Highlights & Insights¶
- The core design philosophy of incorporating "how to observe" into the reasoning loop is highly elegant, analogous to purposeful human visual search strategies.
- The training-free, plug-and-play nature allows the framework to directly enhance existing models, offering considerable engineering value.
- The emergent diversity of cognitive strategies (progressive zooming, strategic reflection, etc.) demonstrates the agent's autonomous reasoning capability.
- Token consumption is comparable to single-pass forward methods while substantially reducing peak token count per round, alleviating memory pressure from long contexts.
Limitations & Future Work¶
- Framework effectiveness is highly dependent on the reasoner's cognitive capability—weaker reasoners may generate invalid observation plans.
- A small proportion of "static repetition" behavior (repeated observation of the same region) persists, indicating that the planning mechanism remains imperfect.
- Current observation tools are limited to the visual modality and do not exploit multimodal information such as audio or subtitles.
- The maximum of 20 tool calls may be insufficient in extreme long-video scenarios.
Related Work & Insights¶
- vs. Deep Video Discovery (DVD): DVD pre-generates captions for an entire video to support reasoning, consuming millions of tokens; LensWalk observes on demand, with token consumption approximating single-pass forward methods while achieving higher accuracy.
- vs. MR.Video: MR.Video relies on pre-processed clip retrieval, with fixed observation granularity and scope; LensWalk dynamically adjusts the temporal range and sampling density of observations.
- vs. VideoAgent: VideoAgent's tools operate solely on preprocessing artifacts; LensWalk directly schedules new observations from source video.

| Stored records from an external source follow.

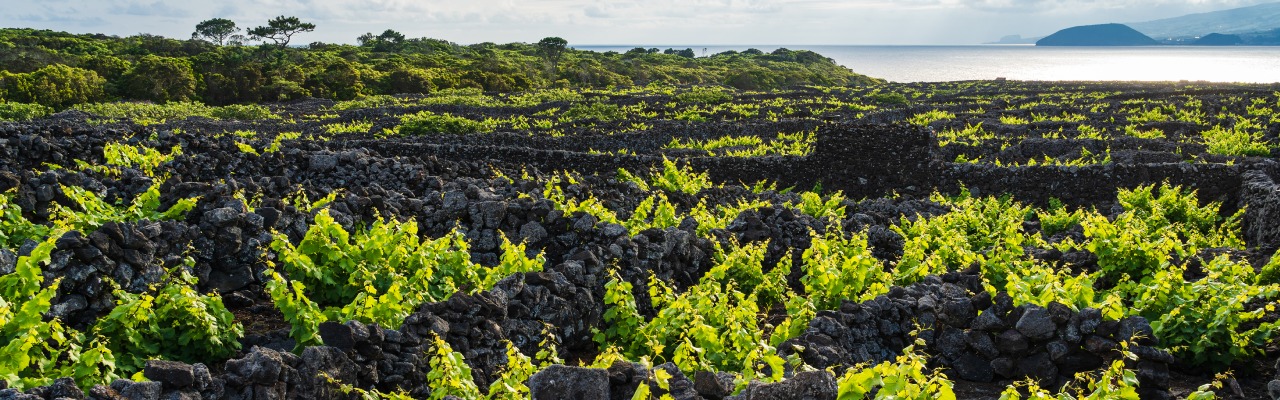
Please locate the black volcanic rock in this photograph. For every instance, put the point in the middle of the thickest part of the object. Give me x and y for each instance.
(1098, 35)
(1219, 40)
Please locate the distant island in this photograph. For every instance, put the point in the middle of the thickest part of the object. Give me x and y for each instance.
(1249, 26)
(1097, 35)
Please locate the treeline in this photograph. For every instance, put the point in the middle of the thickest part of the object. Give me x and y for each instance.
(60, 69)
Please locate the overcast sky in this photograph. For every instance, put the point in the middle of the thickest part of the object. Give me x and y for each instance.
(597, 22)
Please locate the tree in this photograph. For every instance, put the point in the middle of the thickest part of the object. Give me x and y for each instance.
(552, 49)
(161, 80)
(216, 30)
(280, 30)
(388, 41)
(56, 86)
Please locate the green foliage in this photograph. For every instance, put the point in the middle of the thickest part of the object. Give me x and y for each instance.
(705, 95)
(890, 99)
(1269, 275)
(552, 49)
(813, 205)
(676, 178)
(1114, 382)
(173, 322)
(598, 110)
(147, 113)
(141, 158)
(33, 351)
(1056, 218)
(722, 216)
(379, 275)
(280, 30)
(923, 119)
(1141, 240)
(1212, 321)
(161, 80)
(654, 212)
(709, 327)
(1242, 139)
(14, 228)
(839, 268)
(511, 382)
(905, 377)
(21, 112)
(428, 123)
(799, 144)
(215, 30)
(351, 127)
(95, 212)
(987, 232)
(56, 86)
(248, 112)
(1041, 285)
(449, 373)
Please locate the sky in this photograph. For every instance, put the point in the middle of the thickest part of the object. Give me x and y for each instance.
(631, 22)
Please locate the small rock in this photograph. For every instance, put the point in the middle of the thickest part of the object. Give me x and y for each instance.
(173, 375)
(970, 367)
(137, 390)
(1011, 342)
(987, 321)
(533, 232)
(337, 335)
(1036, 323)
(1037, 366)
(810, 385)
(1137, 330)
(323, 162)
(568, 382)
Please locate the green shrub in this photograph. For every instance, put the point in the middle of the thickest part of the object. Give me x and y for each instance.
(56, 86)
(248, 112)
(147, 113)
(35, 350)
(890, 99)
(160, 80)
(705, 95)
(428, 122)
(598, 110)
(378, 275)
(1243, 139)
(1215, 319)
(173, 322)
(22, 110)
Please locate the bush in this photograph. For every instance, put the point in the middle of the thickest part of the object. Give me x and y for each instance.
(705, 95)
(602, 112)
(173, 323)
(22, 110)
(161, 80)
(56, 86)
(428, 122)
(251, 112)
(408, 81)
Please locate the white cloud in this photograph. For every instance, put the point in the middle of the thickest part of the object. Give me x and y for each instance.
(616, 22)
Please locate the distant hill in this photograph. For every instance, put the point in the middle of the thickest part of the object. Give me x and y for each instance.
(1097, 35)
(1258, 18)
(1219, 40)
(1015, 40)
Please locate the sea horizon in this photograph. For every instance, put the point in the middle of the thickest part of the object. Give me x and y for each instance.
(941, 63)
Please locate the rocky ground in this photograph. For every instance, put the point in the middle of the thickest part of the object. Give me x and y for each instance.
(490, 185)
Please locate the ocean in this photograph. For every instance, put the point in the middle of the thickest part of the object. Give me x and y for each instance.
(1031, 63)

- Insights: The notion of "scalable visual cognition"—not merely scaling model size but enabling models to learn active observation—offers a compelling research direction.
Rating¶
- Novelty: ⭐⭐⭐⭐⭐ Reframes video understanding as an active observation scheduling problem; conceptually innovative and elegantly realized.
- Experimental Thoroughness: ⭐⭐⭐⭐⭐ Six benchmarks, multiple model combinations, detailed ablations, and behavioral analysis.
- Writing Quality: ⭐⭐⭐⭐⭐ Fluent narrative, clear exposition of principles, and in-depth experimental analysis.
- Value: ⭐⭐⭐⭐⭐ Plug-and-play framework that directly enhances existing strong models; highly practical.